Git Internals 2: Initialize new directory with plumbing commands

In the previous post I went over the internal workings of git commands. In this post we initialize a new git repository only using linux utilities and git plumbing commands.

What are plumbing commands:

In an analogy drawn from toilets, git has two types of commands: Plumbing and Porcelain commands.
Porcelain commands are high-level and abstract away lot of the internal working whereas Plumbing commands are low-level and allow you to actually look “under the hood”.

examples of porcelain commands:

git init
git add
git commit -m "text"

examples of plumbing commands:

git hash-object
git cat-file
git commit-tree
git update-ref

don’t worry if you haven’t seen these commands earlier. This post will show the basic required usage in an example.

Initializing an empty git repository: Porcelain

If you’re reading this tutorial, chances are you have probably initialized a git repository at some point in time. To create a new repository and commit to it is pretty straightforward with porcelain commands:

git init
git add .
git commit -m "initial commit"

Now, we’ll look under the hood of how git works as we try to accomplish this with plumbing commands.

Initializing and Commiting with Plumbing

Definition: A repository is a collection of commit objects used to track changes in a directory. Definition: A working tree is a directory associated with a certain repository.

The repository is initialized in a .git directory.
Git doesn’t commit directly from the working tree, everything must go through a staging area. This is tracked by a file called index in your .git directory.
For tracking changes, a repository basically needs to store the objects (stored in objects directory) and a system for naming those objects and the different versions they have (stored in refs directory).
Adding both of these, this is what our directory looks like currently:
```
.git
├── refs
└── objects
```
however, this is not enough (as we can see if we use git log or git status in the parent directory). We are missing a HEAD pointer which should point to a commit object ahead of which our new commit will be inserted. But from the previous post we know that a commit object is nothing but a snapshot of a tree object i.e. a pointer to a tree object. For this we will use the following commands

git hash-object -w

This basically creates a hash of an object and writes it to your objects folder. It uses multi-level hashing so the first two letters of the hash are used to create a directory and the rest of the hash letters are stored as files within that directory.
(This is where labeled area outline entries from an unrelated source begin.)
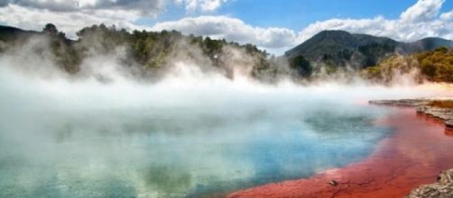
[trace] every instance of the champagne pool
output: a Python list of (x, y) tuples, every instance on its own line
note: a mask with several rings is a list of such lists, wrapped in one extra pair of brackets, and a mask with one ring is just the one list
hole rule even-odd
[(222, 195), (360, 161), (393, 131), (374, 124), (392, 109), (356, 103), (366, 87), (8, 77), (0, 197)]

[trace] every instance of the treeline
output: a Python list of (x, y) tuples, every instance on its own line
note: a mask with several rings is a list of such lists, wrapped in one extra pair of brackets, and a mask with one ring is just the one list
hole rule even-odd
[(71, 74), (80, 71), (87, 58), (118, 52), (123, 56), (114, 58), (118, 58), (124, 67), (136, 68), (135, 74), (143, 77), (162, 76), (178, 59), (210, 67), (205, 69), (217, 70), (230, 78), (235, 77), (234, 70), (241, 69), (237, 68), (240, 67), (247, 68), (243, 70), (259, 79), (273, 80), (283, 72), (279, 70), (273, 57), (254, 45), (183, 35), (177, 31), (129, 32), (100, 24), (79, 31), (77, 40), (67, 39), (51, 23), (41, 32), (21, 32), (14, 31), (8, 34), (0, 30), (0, 41), (3, 41), (0, 52), (23, 45), (30, 39), (47, 40), (56, 65)]
[(412, 73), (420, 82), (453, 83), (453, 49), (438, 48), (408, 56), (392, 56), (362, 71), (374, 82), (390, 83), (395, 77)]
You can confirm that this has worked correctly with the following

git cat-file -p

This will print the contents of a file with a given hash to the terminal (though in most cases it would be binary gibberish).
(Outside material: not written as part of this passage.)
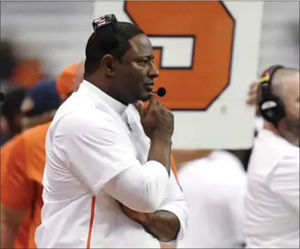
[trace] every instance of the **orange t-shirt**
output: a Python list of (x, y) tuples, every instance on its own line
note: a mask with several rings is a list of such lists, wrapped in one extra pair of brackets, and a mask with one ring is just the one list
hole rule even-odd
[(16, 248), (36, 248), (34, 234), (40, 225), (45, 138), (49, 123), (28, 129), (1, 148), (1, 202), (28, 210), (19, 230)]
git update-index --add --cacheinfo 100644 path

This actually adds the object at the given path to the index. The 100644 accounts for permissions and is the one which is most frequently used.

git write-tree

this takes the index file and creates a tree object out of it and returns a hash of that tree object. this object is also added to the objects directory. Since our filesystem can be modelled as a tree, any changes will also be in a subtree (possibly improper) of the whole system. This means that having information in this format is actually enough for all the version control we may need.

git commit-tree

This is the beauty of git. A commit is nothing but a reference to a tree object so this creates a commit object and returns its hash. We simply add this to the current branch we are on by adding it to the file /.git/refs/heads/branch_name and we are done. This can be done by echoing it directly into that file or using the following:

git update-ref

the pointer HEAD automatically points to the correct place now.

Bonus: Changing branches

Since a branch is nothing but a named reference to a commit, changing branches is actually quite easy. It just involves creating another file in the /.git/heads/refs directory and changing the HEAD pointer to point to that file instead of master. This is what git checkout accomplishes. The steps for adding and commiting remain entirely the same.

It is quite interesting to see how much is going under the hood even when we use a simple command like git add and git commit.